In trials of diet, clofibrate, niacin, colestipol, cholestyramine, gemfibrozil, or partial ileal-bypass surgery, cholesterol was lowered by 6 to 23 percent, but no trial identified a significant reduction in rates of stroke. Meta-analysis also showed no effect of these treatments on rates of stroke, as compared with placebo or no treatment (relative risk, 1.0; 95 percent confidence interval, 0.8 to 1.6).7
Several trials of 3-hydroxy-3-methylglutarylcoenzyme A reductase inhibitors (statins) have reported reductions of 25 to 30 percent in the rate of stroke.8,9,10,11 However, many of these trials were limited by the small number of strokes (reducing the precision of the estimates) and by failure to classify the types of stroke.

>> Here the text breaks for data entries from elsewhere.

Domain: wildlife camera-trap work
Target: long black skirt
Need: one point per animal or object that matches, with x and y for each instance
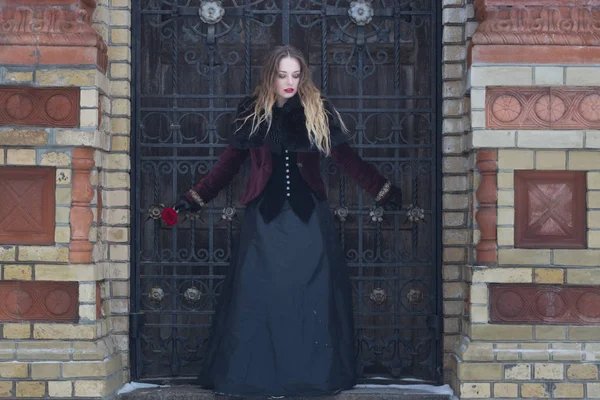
(284, 325)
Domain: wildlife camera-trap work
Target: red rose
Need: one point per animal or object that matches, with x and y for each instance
(169, 215)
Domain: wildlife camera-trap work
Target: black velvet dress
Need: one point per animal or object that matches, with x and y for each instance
(284, 325)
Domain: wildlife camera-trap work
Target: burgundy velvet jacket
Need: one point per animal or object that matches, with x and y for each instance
(295, 137)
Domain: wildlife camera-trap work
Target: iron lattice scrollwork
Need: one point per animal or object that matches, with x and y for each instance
(377, 60)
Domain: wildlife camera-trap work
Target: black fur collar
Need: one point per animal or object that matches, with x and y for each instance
(289, 124)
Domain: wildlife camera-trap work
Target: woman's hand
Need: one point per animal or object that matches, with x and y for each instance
(171, 214)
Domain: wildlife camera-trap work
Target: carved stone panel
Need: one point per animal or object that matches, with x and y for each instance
(550, 209)
(543, 108)
(51, 107)
(27, 205)
(550, 304)
(38, 301)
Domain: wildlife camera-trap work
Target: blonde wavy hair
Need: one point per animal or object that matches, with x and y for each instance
(317, 118)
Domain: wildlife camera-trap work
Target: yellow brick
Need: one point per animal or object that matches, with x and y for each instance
(120, 17)
(20, 157)
(583, 276)
(117, 180)
(547, 275)
(120, 70)
(549, 371)
(593, 180)
(506, 180)
(66, 77)
(506, 390)
(120, 126)
(88, 117)
(591, 333)
(60, 388)
(583, 160)
(63, 331)
(520, 372)
(39, 253)
(45, 370)
(582, 371)
(479, 372)
(116, 198)
(62, 234)
(523, 257)
(23, 137)
(44, 350)
(121, 107)
(13, 370)
(568, 390)
(502, 275)
(534, 390)
(593, 219)
(506, 198)
(19, 77)
(17, 272)
(553, 160)
(479, 294)
(515, 159)
(119, 252)
(593, 390)
(506, 352)
(87, 312)
(56, 159)
(63, 196)
(506, 236)
(31, 389)
(7, 253)
(479, 314)
(534, 351)
(90, 388)
(62, 214)
(118, 53)
(90, 351)
(506, 216)
(500, 332)
(120, 143)
(566, 352)
(550, 333)
(475, 390)
(70, 272)
(89, 98)
(6, 389)
(588, 258)
(16, 331)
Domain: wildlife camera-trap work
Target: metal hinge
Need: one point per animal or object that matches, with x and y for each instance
(136, 320)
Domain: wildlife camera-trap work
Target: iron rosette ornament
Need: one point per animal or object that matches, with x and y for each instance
(211, 11)
(361, 12)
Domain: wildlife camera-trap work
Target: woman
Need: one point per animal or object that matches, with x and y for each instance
(284, 324)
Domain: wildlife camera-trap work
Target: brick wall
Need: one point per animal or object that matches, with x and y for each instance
(65, 176)
(459, 25)
(532, 326)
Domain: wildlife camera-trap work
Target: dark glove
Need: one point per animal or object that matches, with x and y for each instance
(394, 200)
(183, 205)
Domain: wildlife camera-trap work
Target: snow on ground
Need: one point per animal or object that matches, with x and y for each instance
(445, 389)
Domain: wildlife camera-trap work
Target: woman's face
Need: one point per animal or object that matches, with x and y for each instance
(288, 77)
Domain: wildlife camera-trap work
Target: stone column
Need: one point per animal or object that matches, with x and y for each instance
(533, 329)
(55, 133)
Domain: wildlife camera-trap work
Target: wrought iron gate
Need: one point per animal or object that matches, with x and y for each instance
(378, 61)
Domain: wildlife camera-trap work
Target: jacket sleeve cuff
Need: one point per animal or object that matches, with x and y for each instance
(384, 192)
(194, 197)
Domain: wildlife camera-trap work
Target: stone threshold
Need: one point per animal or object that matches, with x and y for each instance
(187, 392)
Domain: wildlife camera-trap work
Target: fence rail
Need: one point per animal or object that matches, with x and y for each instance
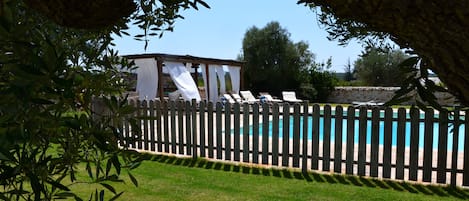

In the Long-Term Intervention with Pravastatin in Ischaemic Disease (LIPID) study, we randomly assigned patients with previous myocardial infarction or unstable angina to receive pravastatin or placebo. Data on the primary end point, death due to coronary heart disease, were published previously.12 Here we present the findings on the overall incidence of stroke and the incidence of various types of stroke, which were secondary end points.
Methods
Study Design and Patients
The design of the LIPID study has been described previously.12,13 A total of 9014 patients, 31 to 75 years of age, were recruited in Australia and New Zealand between June 1990 and December 1992. Patients were eligible for the study if they had had a myocardial infarction or unstable angina pectoris during the previous 3 to 36 months. For patients to proceed to randomization, the total cholesterol level had to be 155 to 271 mg per deciliter (4.0 to 7.0 mmol per liter) and the fasting triglyceride level had to be less than 445 mg per deciliter (5.0 mmol per liter). Exclusion criteria included a clinically significant medical or surgical event during the previous three months, cardiac failure, or a left ventricular ejection fraction known to be less than 25 percent.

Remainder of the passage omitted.